The sources cautioned that no decision has been made and asked not to be identified because the matter is confidential. WeWork did not immediately respond to a request for comment.
Investors have expressed concerns about the We Company’s business model, which relies on a mix of long-term liabilities and short-term revenue, raising questions about how it would weather an economic downturn.
The We Company’s deliberations indicate it does not feel confident that the corporate governance changes it unveiled on Friday, slightly loosening CEO and co-founder Adam Neumann’s grip on the company, will be enough to woo investors concerned about its lack of a path to profitability.
The changes are largely symbolic in nature, aimed at showing the We Company is listening to investors after being forced to slash its IPO price expectations, corporate governance experts said.
“That change is seemingly cosmetic in nature,” said Charles Elson, a professor of corporate governance at the University of Delaware, referring to the We Company’s announcement it will reduce Neumann’s voting power. “He will still control the composition of the board.”
The office space-sharing start-up said it was making the changes “in response to market feedback”. It said Neumann’s superior voting shares will decrease to 10 votes per share from 20, though he will still retain majority control of the company.
Neumann will also give the company any profits he receives from real estate deals he has entered into with We Company.
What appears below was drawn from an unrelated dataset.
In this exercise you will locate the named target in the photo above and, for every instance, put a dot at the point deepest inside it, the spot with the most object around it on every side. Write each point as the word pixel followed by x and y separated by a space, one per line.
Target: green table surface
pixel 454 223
He will also limit his ability to sell shares in the second and third years after the IPO to no more than 10% of his stock.
No member of Neumann’s family will be on the company’s board and any successor will be selected by the board, scrapping a plan for his wife and co-founder Rebekah Neumann, who is chief brand and impact officer, to help pick the successor.
The We Company also disclosed it will list shares on the Nasdaq Stock Exchange. It plans to complete the IPO some time in September.
This is the second effort to repair damage done to its image among investors. Earlier this month it added a new member, Frances Frei, to its all-male board and said Neumann would return a $5.9m payment for use of the trademarked word “We.”